Feeling that I should hear no more, I drifted to the Turf and Stage, where Frank Jellaby thickened the mist in which Crawleigh had enveloped the Carlton Club. After a denunciation of the coalition-liberals which reminded me of Cato’s punctual fulminations against Carthage, he explained that the new crisis had been engineered by ‘Blob’ Wister and that its outcome depended on Wister’s success in finding a leader:

“He had no difficulty in persuading people like Dean and Lingfield to come out for an all-tory government when his papers were marching ahead to cover their advance. If he can get Bonar Law to stampede the meeting . . .”

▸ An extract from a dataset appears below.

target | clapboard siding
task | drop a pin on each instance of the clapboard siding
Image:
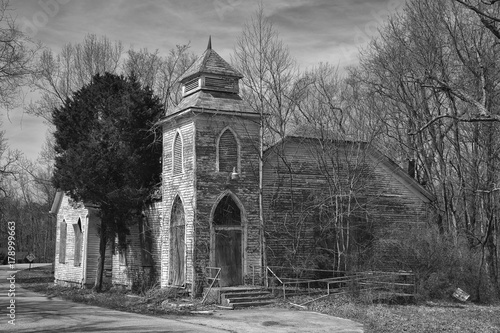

“I hear Lingfield and the rest of George’s tory ministers are swearing allegiance to him with one hand,” I said, “and writing him letters of resignation with the other.”

“Theydon’t know anything . . . except that some of them will be badly left.”

“But no one,” I encouraged him, “will be left quite so completely as your coalition-liberal friends.”

Jellaby’s face darkened:

“They sold the pass in ’16, they’ve had their reward; if there were another pass to sell, they’d sell it; and they mustn’t complain if they can’t find one.”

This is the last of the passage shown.